Given a positive definite matrix Q, consider the steepest descent method with exact line search for the quadratic function:
$$f(x) = \frac{1}{2}x^TQx + q^tx-\beta $$
with
$$x^{k+1} = x^k +\alpha_ks^k, s^k= – \nabla f(x^k), a_k=argmin_{\alpha > 0}f(x^k+\alpha s^k)$$
Show that
$$\alpha_k = \frac {-\nabla f(x^k)^Ts^k}{(s^k)^TQs^k}$$
The only idea I have for solving this is to plug $x^k+\alpha s^k$ into $f$, and taking the gradient and hoping this equals the second definition of $\alpha_k$ .

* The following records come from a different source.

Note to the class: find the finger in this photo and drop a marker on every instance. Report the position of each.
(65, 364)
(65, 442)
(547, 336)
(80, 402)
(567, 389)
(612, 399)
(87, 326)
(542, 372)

So from my understanding I have to find the derivative of $$ \frac{1}{2}(x^k +\alpha s^k)^TQ(x^k +\alpha s^k) + q^t(x^k +\alpha s^k)-\beta $$
And set it to equal $0$ and isolate for $\alpha$, can anyone give me any tips as to how to differentiate involving a Matrix?
Best Answer
\begin{align} f\big(\boldsymbol x^{k+1} \big) = f\big(\boldsymbol x^k + \alpha_k \boldsymbol s^{k}\big) &= \frac12 \big(\boldsymbol x^k + \alpha_k \boldsymbol s^{k}\big)^T Q \big(\boldsymbol x^k + \alpha_k \boldsymbol s^{k}\big) + \boldsymbol q^T \big(\boldsymbol x^k + \alpha_k \boldsymbol s^{k}\big) -\beta\\ &= \frac12 \big(\boldsymbol x^k\big)^T Q \boldsymbol x^k + \frac12 \alpha_k^2 \big(\boldsymbol s^{k}\big)^T Q \boldsymbol s^{k} + \alpha_k \big( \boldsymbol s^k \big)^T Q \boldsymbol x^{k} + \boldsymbol q^T \boldsymbol x^k + \alpha_k\boldsymbol q^T \boldsymbol s^{k} -\beta \\ &= f\big(\boldsymbol x^k \big) + \frac12 \alpha_k^2 \big(\boldsymbol s^{k}\big)^T Q \boldsymbol s^{k}+ \alpha_k \big( \boldsymbol s^k \big)^T Q \boldsymbol x^{k} + \alpha_k \big( \boldsymbol s^{k}\big)^T \boldsymbol q\\ &= f\big(\boldsymbol x^k \big) + \frac12 \alpha_k^2 \big(\boldsymbol s^{k}\big)^T Q \boldsymbol s^{k}+ \alpha_k \big( \boldsymbol s^k \big)^T \Big[Q \boldsymbol x^{k} + \boldsymbol q\Big] =: g(\alpha_k) \end{align}
Assuming a fixed $\boldsymbol x^{k}$, $g(\alpha_k) $ is essentially a univariate, scalar parabola with unique minimum (recall that this is what we want) at $g'(\alpha_k) = 0$. Performing the derivative, one obtains
\begin{align} 0 &\overset{!}{=} \alpha_k \big( \boldsymbol s^k \big)^T Q \boldsymbol s^{k}+ \big( \boldsymbol s^k \big)^T \Big[Q \boldsymbol x^{k} + \boldsymbol q\Big] \\ \Rightarrow \alpha_k &= -\frac{ \big( \boldsymbol s^k \big)^T \Big[Q \boldsymbol x^{k} + \boldsymbol q\Big]}{\big( \boldsymbol s^k \big)^T Q \boldsymbol s^{k}}\end{align}
By definition of $f\big(\boldsymbol x^k\big)$, $$\nabla f\big(\boldsymbol x^k\big) = Q \boldsymbol x^k + \boldsymbol q$$ and thus \begin{align} \alpha_k &= -\frac{ \big( \boldsymbol s^k \big)^T \nabla f\big(\boldsymbol x^k\big)}{\big( \boldsymbol s^k \big)^T Q \boldsymbol s^{k}} = -\frac{ \nabla f\big(\boldsymbol x^k\big)^T \boldsymbol s^k }{\big( \boldsymbol s^k \big)^T Q \boldsymbol s^{k}} \end{align} as desired.